I need to store a moderate-to-large matrix, which (essentially) represents a least-squares system, since the matrix entries are much more expensive to evaluate than solving the actual system. I would therefore like to store this system on disk and reload as needed. What would be a convenient and performant file format / Julia package to manage this, satisfying the following requirements:
- The system can be subdivided into variable size blocks, with a total number of rows and columns in the range of thousands of blocks.
- Ideally, I’d like the flexibility that each block can be stored as a
Dictor equivalent (with its entires representing different “kinds” of data)
- I need the ability to load arbitrary sub-systems; both row- and columns-slices (representing different subsets of the data, or the parameters).
- I need to be able to add rows (data) and columns (parameters) to the system.
- I am unable to hold the entire system in memory.
I’ve had bad experiences with both JLD and JLD2 often unable to load the files I created.
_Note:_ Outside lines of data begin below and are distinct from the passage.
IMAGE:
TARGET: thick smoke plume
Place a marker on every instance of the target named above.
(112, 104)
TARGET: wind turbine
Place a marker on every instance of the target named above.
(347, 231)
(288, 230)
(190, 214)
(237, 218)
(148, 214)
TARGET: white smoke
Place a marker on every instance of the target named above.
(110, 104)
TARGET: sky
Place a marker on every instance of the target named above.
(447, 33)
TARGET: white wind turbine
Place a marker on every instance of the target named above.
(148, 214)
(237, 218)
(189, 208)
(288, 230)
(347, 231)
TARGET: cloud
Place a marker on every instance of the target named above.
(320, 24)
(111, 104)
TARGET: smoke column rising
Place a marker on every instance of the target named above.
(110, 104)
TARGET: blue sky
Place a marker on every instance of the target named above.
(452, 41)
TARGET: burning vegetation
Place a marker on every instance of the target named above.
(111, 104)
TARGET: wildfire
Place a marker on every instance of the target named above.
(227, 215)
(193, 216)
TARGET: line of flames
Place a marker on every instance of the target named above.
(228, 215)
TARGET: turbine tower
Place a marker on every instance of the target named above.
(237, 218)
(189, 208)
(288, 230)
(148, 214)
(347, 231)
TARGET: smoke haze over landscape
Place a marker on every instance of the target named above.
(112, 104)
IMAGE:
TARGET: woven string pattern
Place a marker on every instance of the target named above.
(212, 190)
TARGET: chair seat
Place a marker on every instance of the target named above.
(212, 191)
In addition JLD (a little more reliable than JLD2 for me) seemed slow? I was planning to try HDF5 next. I understand this is what JLD is based on but was hoping that restricting myself to the basic HDF5 data types would help with performance and robustness. Maybe I have just been using JLD2 incorrectly and should revisit, but JLD2 doesn’t seem to support loading slices? Maybe I should be looking at databases? (I have zero experience with DB.)
However, before I try many different approaches, I would appreciate any advise that people on this forum have.